Newly graduated from college, Kate has been trying to ignore the advice from her mother to get a job in a law firm. Instead she finds herself in Paris, employed as a secretary for Lydia and a sort of confidante to Clarence, Lydia’s bookish writer husband. Kate is acutely self-conscious and at the same time utterly capable of changing her life to achieve happiness. She lived in France when she was young, and her late father’s cousins live in Orleans, along with their son Etienne (who, as the story progresses, plays a pivotal role in the plot and proves to be Kate’s trusted confidant).

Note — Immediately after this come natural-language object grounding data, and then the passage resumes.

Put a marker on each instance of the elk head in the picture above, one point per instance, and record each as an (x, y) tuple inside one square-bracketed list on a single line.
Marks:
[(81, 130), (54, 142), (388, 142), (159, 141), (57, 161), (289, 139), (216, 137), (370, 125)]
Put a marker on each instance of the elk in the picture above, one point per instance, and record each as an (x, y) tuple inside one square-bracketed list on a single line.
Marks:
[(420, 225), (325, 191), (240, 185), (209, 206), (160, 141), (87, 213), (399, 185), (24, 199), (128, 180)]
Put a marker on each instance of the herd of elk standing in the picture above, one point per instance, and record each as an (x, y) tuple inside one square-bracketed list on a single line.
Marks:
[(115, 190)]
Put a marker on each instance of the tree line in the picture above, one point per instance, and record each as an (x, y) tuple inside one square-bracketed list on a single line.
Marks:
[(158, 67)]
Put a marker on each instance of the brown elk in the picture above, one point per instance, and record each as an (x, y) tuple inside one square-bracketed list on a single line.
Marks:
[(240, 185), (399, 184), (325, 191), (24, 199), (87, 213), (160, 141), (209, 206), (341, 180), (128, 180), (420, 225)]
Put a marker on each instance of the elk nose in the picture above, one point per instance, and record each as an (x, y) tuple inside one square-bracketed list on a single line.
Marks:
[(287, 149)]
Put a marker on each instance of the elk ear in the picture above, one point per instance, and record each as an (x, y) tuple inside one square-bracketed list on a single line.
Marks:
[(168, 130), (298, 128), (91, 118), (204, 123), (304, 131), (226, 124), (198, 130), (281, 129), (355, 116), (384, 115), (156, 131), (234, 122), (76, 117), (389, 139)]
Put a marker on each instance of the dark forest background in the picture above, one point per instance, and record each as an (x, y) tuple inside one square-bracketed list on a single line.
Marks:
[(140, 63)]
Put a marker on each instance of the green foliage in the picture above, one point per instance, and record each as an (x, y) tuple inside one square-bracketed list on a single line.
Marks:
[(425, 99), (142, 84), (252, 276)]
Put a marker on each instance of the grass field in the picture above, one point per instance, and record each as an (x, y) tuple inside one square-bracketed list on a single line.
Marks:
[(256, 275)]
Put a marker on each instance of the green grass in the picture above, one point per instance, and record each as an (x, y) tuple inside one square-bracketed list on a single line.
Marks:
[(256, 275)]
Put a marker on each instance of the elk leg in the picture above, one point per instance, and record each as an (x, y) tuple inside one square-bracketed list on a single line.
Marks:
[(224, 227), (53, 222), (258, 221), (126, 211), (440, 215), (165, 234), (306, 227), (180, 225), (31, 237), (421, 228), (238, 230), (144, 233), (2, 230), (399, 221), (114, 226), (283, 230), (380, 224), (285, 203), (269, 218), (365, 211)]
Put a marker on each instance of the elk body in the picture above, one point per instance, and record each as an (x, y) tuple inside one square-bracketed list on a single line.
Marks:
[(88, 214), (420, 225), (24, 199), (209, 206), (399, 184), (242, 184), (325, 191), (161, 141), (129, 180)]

Kate wants to impress the Schells, and she’s the first to admit that she is a serious young woman who cannot afford to be careless. From her first days in Paris, “a city whose shapes are still unclear,” Kate has no idea what tomorrow will look like. Ensconced in the Spartan sixth-floor maid’s room, the garret that comes attached to “every Paris apartment,” Kate loves her view of the Luxembourg Gardens and dreams of one day having the Schells’ “freedoms of privilege.” She starts working with Lydia, amused by the woman’s consumption of her beloved papaya extract pills, but she can’t help feeling intensely jealous of Portia, Lydia and Clarence’s spoiled, self-involved daughter who will soon be returning from New York.

Kate’s life revolves around two men: Olivier, Portia’s handsome boyfriend, who is extremely social and cultured, yet disparages much of the Schells’ elitist world; and open-minded Clarence with his “sexy intelligence.” It is only natural that Kate idolizes Clarence, imbuing him with extraordinary qualities. Kate’s own life, meanwhile, has been pared down to essentials: dining and drinking with Lydia’s friends, a number of world-famous intellectuals and waiting for her Olivier (and Etienne) to call her.

Gradually sucked into the Schells’ paranoid orbit, Kate becomes a victim of her own circumstances, going to Paris nightclubs with Etienne while drunk or getting involved with questionable Olivier, heedless of his attachment to Portia in her passion to be with him. Olivier keeps promising Kate that he’s going to break up with Portia because he thinks she’s inherited “this sort of sad, romantic version of her parents spoiledness.” Caught up in a series of unfortunate lies, Kate constantly justifies her position to Lydia: “I’ve been exploited and narcissistic, believing myself so large in the hearts and minds of these people.”

Craving affection and security, Kate desperately attempts to discover whether Olivier is being loyal and how she can stay in contact with him. She quickly becomes a go-between between Clarence, his girlfriend, Claudia, and militant Lydia, who refuses to act like a scorned wife. Kate’s emotions become dangerously tangled among the three. Meandering through defeat after defeat, entirely unsatisfied and pining for the money to pay for her share of the rent, Kate ultimately faces the consequences of her love affair. Paris proves a gorgeous backdrop to her journey, the cobblestone streets and soaring Cathedral of Notre-Dame a powerful symbol for the long, slow buildup of guilt that comes to a tipping point, ultimately flooding Kate’s conscience.

Dipping into the stream of Parisian lives, Kate bears witness to a time of great change, but her own life is reduced to the bare facts of the debased, self-involved livelihood of her expatriate employers. Reyl is unremittingly spare in exposing the subjectivity and emotional honesty of Kate’s perception of the Schells and of Paris, a city that literally glitters and shines around her.